Graue Wölfe: Auch in Deutschland Zu Konflikten zwischen türkischen Nationalist*innen und Kurd*innen kam es im Herbst dieses Jahres auch in deutschen Städten, wo den Opfern der Anschläge des Attentats während einer türkisch-kurdischen Friedensdemonstration in der Hauptstadt Ankara gedacht wurde (akduell berichtete). Die aktuelle politische Lage in der Türkei begünstigt zwar auch die Konfliktlage in Deutschland. Graue Wölfe sind aber schon seit langem in der Bundesrepublik angekommen: Bereits 1978 gründete sich mit der Türk Federasyon (ADÜTDF) die Auslandsabteilung der MHP in Frankfurt am Main. Und während die Partei von 1981 bis 1987 in der Türkei verboten war, etablierten sich neben der Türk Federasyon mit dem Verband der türkischen Kulturvereine in Europa (ATB) und der Union der türkisch-islamischen Kulturvereine in Europa (ATIB) zwei weitere Dachorganisationen. Letztere übernimmt die Organisation einiger Moscheen und gilt als Vertreter einer moderateren Gruppierung innerhalb der Bewegung der Grauen Wölfe. Gerade für Jugendliche, die Halt und Orientierung suchen, bieten die Grauen Wölfe vermeintliche Perspektiven.

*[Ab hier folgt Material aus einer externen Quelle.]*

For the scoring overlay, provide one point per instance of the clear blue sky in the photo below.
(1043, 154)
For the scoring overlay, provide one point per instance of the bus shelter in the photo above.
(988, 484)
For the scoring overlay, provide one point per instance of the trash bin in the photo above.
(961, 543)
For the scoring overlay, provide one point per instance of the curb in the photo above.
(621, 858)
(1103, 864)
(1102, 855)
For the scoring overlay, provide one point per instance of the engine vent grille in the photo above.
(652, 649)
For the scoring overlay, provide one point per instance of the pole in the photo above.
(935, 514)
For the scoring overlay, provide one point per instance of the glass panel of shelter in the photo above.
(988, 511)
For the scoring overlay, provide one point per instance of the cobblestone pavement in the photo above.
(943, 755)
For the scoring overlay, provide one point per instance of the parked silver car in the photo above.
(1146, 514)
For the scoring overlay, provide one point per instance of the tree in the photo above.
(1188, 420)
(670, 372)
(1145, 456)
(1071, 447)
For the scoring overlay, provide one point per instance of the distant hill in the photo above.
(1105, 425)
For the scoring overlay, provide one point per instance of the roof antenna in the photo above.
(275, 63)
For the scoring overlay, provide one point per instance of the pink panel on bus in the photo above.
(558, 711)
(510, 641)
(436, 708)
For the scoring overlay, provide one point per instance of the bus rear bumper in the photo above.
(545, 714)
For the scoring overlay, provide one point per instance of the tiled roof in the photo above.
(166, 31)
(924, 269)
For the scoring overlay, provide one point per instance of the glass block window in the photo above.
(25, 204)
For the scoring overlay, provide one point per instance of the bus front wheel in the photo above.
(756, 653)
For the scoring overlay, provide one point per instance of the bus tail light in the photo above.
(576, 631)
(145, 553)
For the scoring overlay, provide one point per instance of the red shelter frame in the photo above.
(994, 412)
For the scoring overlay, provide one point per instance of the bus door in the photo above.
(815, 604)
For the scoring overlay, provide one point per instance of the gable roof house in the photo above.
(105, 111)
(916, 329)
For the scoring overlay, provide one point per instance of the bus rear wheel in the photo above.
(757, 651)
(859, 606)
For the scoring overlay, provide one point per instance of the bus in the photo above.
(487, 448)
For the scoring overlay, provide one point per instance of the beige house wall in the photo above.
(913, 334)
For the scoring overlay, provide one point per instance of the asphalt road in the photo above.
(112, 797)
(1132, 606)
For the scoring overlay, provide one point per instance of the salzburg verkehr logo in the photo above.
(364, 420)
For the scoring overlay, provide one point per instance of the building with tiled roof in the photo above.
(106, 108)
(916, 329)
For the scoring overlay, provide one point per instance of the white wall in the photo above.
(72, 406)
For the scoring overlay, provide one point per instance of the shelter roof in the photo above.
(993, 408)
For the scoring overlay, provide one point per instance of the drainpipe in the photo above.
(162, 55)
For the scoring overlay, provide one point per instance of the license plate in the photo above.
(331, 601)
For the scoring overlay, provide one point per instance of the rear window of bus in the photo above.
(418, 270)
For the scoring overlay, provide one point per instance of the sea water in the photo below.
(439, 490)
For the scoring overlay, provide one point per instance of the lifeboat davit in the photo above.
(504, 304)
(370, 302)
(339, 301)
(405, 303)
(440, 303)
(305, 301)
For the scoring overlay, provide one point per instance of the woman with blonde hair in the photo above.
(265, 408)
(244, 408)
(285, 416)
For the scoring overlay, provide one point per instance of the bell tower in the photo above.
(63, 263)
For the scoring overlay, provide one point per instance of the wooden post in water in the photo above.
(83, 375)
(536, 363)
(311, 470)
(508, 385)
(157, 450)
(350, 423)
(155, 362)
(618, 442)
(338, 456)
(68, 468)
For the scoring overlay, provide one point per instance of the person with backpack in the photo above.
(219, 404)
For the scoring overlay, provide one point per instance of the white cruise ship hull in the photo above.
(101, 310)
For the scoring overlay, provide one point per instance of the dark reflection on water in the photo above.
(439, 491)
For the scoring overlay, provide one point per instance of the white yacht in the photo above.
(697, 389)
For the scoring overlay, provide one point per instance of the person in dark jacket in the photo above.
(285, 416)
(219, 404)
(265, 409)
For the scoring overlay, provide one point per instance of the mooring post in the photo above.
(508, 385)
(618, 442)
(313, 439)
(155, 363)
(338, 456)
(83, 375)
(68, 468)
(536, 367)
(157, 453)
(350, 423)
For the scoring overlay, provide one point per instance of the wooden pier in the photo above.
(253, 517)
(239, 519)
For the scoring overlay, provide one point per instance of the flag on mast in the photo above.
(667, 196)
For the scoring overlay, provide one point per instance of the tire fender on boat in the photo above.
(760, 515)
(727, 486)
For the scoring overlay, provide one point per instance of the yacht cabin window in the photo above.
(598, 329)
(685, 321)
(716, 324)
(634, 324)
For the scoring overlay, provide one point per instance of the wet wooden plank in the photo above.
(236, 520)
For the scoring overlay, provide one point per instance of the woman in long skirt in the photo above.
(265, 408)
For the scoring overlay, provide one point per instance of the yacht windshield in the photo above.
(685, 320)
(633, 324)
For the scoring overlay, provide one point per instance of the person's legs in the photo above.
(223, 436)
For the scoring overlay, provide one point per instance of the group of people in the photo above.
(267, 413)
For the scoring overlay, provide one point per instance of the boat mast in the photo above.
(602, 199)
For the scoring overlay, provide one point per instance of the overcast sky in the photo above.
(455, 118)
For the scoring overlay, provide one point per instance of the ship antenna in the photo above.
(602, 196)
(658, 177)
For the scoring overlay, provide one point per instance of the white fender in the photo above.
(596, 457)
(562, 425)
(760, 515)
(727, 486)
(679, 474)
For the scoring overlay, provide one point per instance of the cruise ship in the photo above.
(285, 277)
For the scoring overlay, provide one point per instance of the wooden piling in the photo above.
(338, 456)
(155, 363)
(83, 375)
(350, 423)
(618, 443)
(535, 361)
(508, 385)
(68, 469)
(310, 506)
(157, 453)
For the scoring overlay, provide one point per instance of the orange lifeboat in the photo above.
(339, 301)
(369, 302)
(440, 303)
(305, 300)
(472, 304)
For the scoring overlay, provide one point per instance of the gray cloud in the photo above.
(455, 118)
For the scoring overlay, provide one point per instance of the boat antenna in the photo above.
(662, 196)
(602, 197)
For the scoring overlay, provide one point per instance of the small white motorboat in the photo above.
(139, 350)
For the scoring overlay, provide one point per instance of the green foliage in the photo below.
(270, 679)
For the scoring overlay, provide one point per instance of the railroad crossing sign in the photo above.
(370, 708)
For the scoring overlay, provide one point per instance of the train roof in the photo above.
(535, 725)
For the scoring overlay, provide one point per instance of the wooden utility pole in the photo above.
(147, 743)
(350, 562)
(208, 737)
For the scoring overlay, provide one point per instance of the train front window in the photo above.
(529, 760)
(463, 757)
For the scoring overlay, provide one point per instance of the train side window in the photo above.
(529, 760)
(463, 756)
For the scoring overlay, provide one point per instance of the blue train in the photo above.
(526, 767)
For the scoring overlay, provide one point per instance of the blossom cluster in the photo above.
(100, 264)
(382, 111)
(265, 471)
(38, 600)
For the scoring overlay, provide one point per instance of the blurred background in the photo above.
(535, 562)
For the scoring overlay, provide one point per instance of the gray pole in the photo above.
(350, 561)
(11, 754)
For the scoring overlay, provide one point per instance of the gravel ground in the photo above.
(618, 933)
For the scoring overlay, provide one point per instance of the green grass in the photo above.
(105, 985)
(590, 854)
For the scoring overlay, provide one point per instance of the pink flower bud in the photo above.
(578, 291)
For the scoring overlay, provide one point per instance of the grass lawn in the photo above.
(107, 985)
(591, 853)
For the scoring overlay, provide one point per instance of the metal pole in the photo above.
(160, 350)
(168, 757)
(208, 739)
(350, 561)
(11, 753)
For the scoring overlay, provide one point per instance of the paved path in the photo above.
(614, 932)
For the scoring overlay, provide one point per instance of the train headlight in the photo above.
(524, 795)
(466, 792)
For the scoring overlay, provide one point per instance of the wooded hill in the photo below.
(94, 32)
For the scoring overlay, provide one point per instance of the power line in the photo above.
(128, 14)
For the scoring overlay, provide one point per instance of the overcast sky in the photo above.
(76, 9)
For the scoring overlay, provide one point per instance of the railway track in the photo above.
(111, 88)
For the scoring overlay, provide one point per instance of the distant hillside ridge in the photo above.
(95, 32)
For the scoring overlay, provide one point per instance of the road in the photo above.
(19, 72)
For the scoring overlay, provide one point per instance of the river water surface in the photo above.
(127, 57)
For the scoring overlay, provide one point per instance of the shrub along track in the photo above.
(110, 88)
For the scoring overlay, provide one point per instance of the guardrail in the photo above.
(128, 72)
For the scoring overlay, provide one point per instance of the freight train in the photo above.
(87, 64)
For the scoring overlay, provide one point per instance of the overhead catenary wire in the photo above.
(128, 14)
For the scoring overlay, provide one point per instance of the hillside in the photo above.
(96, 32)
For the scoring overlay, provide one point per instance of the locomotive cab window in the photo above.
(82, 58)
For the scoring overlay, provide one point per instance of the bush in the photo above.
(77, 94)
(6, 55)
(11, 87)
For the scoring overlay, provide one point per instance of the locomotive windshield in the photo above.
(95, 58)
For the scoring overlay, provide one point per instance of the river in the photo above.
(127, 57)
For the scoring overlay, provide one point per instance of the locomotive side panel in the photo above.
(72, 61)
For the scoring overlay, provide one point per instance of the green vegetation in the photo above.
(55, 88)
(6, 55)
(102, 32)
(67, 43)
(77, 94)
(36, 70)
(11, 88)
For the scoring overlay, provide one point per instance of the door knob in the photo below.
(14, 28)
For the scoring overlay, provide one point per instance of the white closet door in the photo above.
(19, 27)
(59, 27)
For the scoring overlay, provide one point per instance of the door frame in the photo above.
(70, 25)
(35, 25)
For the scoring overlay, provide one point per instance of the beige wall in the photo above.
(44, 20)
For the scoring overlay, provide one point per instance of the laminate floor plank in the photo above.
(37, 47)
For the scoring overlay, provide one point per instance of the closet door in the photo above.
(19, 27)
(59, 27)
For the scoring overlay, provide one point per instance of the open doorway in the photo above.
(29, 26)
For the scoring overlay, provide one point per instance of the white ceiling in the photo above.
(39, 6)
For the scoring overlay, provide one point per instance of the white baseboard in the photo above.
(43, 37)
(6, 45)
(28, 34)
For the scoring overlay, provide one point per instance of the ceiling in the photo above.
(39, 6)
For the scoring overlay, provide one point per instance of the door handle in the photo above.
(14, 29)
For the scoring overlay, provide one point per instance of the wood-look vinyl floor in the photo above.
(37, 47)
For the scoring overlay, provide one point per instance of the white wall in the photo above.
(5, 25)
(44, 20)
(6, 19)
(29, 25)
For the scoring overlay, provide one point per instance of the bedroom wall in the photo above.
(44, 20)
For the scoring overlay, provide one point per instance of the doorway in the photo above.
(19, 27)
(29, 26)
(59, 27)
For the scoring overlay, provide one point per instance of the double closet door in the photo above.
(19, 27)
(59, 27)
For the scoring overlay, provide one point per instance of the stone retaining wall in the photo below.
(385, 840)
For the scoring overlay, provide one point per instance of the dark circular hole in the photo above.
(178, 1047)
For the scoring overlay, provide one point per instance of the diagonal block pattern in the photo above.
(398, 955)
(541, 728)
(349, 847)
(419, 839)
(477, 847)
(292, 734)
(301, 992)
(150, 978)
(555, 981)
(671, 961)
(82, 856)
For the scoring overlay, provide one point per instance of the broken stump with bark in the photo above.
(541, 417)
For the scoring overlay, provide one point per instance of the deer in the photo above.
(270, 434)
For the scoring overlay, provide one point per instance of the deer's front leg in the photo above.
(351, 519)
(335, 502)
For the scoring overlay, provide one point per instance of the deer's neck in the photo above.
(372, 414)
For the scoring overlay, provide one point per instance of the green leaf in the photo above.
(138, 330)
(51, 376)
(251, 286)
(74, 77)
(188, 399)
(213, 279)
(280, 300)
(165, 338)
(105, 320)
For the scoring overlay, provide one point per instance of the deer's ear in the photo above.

Dass die Grauen Wölfe keine bloße Randerscheinung sind, zeigt sich an ihrer großen Zahl: Die Türk Federayson zählt insgesamt 7.000 Mitglieder in der Bundesrepublik. Im April dieses Jahres trat Devlet Bahçeli, Vorsitzender der MHP, in der Oberhausener König Pilsner-Arena auf, um für die anstehenden Parlamentswahlen bei den nach Deutschland eingewanderten Türk*innen auf Stimmenfang zu gehen. 10.000 Teilnehmer*innen seien gezählt worden.
Das Einflussgebiet der Grauen Wölfe geht sogar über die der MHP nahestehenden Organisationen hinaus. Es ist nicht nur spürbar, dass Graue Wölfe innerhalb der kommunalen Politik mit Sitzen in Ausländerbeiräten vertreten sind. Auch in den Reihen der CDU, die in der Debatte um Flucht und Migration selbst genug populistische Äußerungen von sich gibt, sitzen einige Mitglieder oder Sympathisant*innen der Grauen Wölfe. Vergangenes Jahr sorgte der Fall des Hammer CDU-Mitglieds Zafer Topak, der sich via Twitter offen für Sympathisant*innen der rechten MHP aussprach. Es scheint vielen CDU-Politiker*innen auch nicht bewusst zu sein, was für ein Gedankengut Graue Wölfe vertreten. So hielt ein CDU-Politiker einen Gastbeitrag auf einer Veranstaltung der Grauen Wölfe, ein anderer ließ sich auf einer solchen vor der Flagge der türkischen Nationalist*innen ablichten und auch der ehemalige Duisburger Oberbürgermeister Adolf Sauerland ließ sich mit Grauen Wölfen fotografieren. Auch wenn die Unionsparteien immer mehr am rechten Rand fischen, würde sie sich sicherlich auch nicht mit Vertreter*innen von NPD oder AfD auf eine Seite stellen.